Labeling module 803 is used for according to said initial seed webpage label language material said relevant kind of sub-pages being marked, and obtains relevant seed mark webpage language material.

Wherein, with reference to shown in Figure 10, said labeling module 803 can comprise:

The first mark submodule 1001, the subclass of the text that is used for marking out according to said initial seed mark webpage language material marks the text of said relevant kind of sub-pages.

Wherein, with reference to shown in Figure 11, the said first mark submodule 1001 can comprise:

Subclass is extracted submodule 1101, is used for extracting from initial seed mark webpage language material the subclass of text; Said subclass is any or the content of a plurality of parts of the text of said initial seed mark webpage.

Search submodule 1102, be used for searching corresponding relevant start-up portion and relevant latter end with initial latter end from said relevant kind of sub-pages according to the initial start-up portion of said subclass.

Contents extraction submodule 1103 is used for according to the contents extraction instrument said relevant kind of sub-pages being carried out contents extraction, obtains extracting start-up portion and extracts latter end.

First judges submodule 1104, be used to judge said relevant start-up portion and extract start-up portion, and whether said relevant latter end is identical with said extraction latter end.

The 4th mark submodule 1105 is used for result when the said first judgement submodule when being, the content between said relevant start-up portion and the relevant latter end is labeled as text.

The 5th mark submodule 1106, be used for when said first judge submodule the result for not the time, the content between said extraction start-up portion and the extraction latter end is labeled as text.

The second mark submodule 1002 is used for the title that marks out according to said initial seed mark webpage language material, and the title of said relevant kind of sub-pages is marked.

Wherein, with reference to shown in Figure 12, the said second mark submodule 1002 specifically can comprise:

Second judges submodule 1201, is used to judge whether the title of relevant kind of sub-pages is consistent with the title of said initial seed webpage.

The 6th mark submodule 1202 is used for result when the said second judgement submodule when being, the title of said relevant kind of sub-pages is marked.

Finish submodule 1203, be used for when said second judge submodule the result for not the time, finish the title of said relevant kind of sub-pages is marked process.
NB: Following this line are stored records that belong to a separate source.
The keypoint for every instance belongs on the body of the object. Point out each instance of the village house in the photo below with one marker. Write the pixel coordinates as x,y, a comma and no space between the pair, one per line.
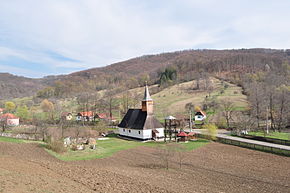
9,119
104,117
141,123
199,116
85,116
66,116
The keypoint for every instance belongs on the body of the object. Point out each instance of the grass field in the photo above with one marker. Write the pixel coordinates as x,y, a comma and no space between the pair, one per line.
172,100
275,135
13,140
107,148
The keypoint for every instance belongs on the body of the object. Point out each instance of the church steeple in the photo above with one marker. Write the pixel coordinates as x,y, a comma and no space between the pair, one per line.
147,102
147,96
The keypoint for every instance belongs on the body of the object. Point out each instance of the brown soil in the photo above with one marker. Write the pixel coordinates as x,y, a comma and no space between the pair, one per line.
212,168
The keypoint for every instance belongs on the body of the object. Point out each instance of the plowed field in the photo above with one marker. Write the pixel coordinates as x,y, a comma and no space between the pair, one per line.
211,168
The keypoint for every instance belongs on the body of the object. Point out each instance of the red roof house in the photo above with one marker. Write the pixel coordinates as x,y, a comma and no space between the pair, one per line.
183,136
10,119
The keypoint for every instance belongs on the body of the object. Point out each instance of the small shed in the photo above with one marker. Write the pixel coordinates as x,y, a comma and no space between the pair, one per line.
182,136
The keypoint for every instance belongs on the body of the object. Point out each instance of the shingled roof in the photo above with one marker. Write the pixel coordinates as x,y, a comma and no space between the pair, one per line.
138,119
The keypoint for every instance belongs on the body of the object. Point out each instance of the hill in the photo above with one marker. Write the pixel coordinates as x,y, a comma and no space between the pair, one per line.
189,64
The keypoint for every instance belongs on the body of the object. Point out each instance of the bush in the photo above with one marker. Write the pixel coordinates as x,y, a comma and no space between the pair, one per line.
57,146
211,131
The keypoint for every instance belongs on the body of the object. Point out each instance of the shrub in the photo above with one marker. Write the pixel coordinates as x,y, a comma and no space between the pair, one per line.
211,131
57,146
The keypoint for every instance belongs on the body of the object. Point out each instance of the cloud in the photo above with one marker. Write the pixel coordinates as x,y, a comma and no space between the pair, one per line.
75,34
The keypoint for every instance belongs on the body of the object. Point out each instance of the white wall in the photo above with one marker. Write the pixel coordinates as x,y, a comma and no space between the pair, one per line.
144,134
199,119
161,132
12,122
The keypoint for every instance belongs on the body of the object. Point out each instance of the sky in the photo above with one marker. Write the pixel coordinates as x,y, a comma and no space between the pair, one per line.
50,37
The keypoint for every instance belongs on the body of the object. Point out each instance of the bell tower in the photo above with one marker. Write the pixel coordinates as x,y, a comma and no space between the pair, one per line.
147,102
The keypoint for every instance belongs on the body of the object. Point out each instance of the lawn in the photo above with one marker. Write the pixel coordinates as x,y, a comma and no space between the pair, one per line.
276,135
13,140
107,148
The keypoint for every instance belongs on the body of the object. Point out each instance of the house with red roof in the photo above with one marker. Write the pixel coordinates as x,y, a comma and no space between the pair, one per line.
66,116
182,136
200,116
9,119
85,116
105,117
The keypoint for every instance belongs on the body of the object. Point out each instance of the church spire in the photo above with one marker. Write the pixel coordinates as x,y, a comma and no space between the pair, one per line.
147,102
147,96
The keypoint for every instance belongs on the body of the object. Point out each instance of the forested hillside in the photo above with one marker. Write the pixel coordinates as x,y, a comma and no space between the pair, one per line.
188,65
262,74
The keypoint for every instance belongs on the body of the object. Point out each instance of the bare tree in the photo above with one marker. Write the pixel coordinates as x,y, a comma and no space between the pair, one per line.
228,110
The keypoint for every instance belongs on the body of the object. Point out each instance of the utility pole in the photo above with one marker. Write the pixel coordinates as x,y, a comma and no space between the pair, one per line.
190,120
267,119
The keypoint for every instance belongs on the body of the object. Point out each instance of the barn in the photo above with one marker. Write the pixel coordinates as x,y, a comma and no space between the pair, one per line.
141,123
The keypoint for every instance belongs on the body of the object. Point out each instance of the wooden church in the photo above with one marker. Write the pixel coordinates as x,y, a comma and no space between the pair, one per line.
140,123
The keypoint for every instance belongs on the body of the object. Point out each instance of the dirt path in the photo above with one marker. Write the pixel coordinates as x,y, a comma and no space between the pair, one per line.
212,168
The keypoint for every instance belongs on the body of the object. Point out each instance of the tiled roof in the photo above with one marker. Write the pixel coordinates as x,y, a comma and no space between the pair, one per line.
182,134
138,119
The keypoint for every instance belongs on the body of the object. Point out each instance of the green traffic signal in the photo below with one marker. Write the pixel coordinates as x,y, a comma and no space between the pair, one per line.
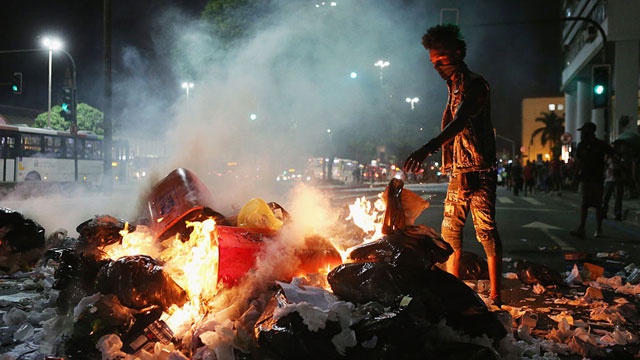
67,103
601,78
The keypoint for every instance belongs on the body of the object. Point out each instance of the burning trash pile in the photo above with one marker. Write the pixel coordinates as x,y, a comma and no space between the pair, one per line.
186,282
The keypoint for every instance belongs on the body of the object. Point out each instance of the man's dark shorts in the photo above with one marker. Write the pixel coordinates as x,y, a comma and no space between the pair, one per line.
475,193
592,193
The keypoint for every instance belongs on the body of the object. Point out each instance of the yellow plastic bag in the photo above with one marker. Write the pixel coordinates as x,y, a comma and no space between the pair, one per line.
256,213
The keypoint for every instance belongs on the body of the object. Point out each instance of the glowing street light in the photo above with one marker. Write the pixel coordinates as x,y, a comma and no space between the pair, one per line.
381,64
412,101
187,86
51,44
The 3rd mark submodule 1003 is used for the content that said relevant kind of sub-pages do not mark is labeled as other.

Judge module 804 is used to judge whether said relevant seed mark webpage language material and said initial seed mark webpage language material satisfy pre-conditioned.

Said judge module 804 specifically can comprise: be used to judge whether said relevant seed mark webpage language material and said initial seed mark webpage language material all expand; Perhaps, be used to judge whether said relevant seed mark webpage language material and said initial seed mark webpage language material reach predefined scale.

Composite module 805, be used for when the result of said judge module when being, said relevant seed mark webpage language material and said initial seed mark webpage language material are combined as mark webpage corpus.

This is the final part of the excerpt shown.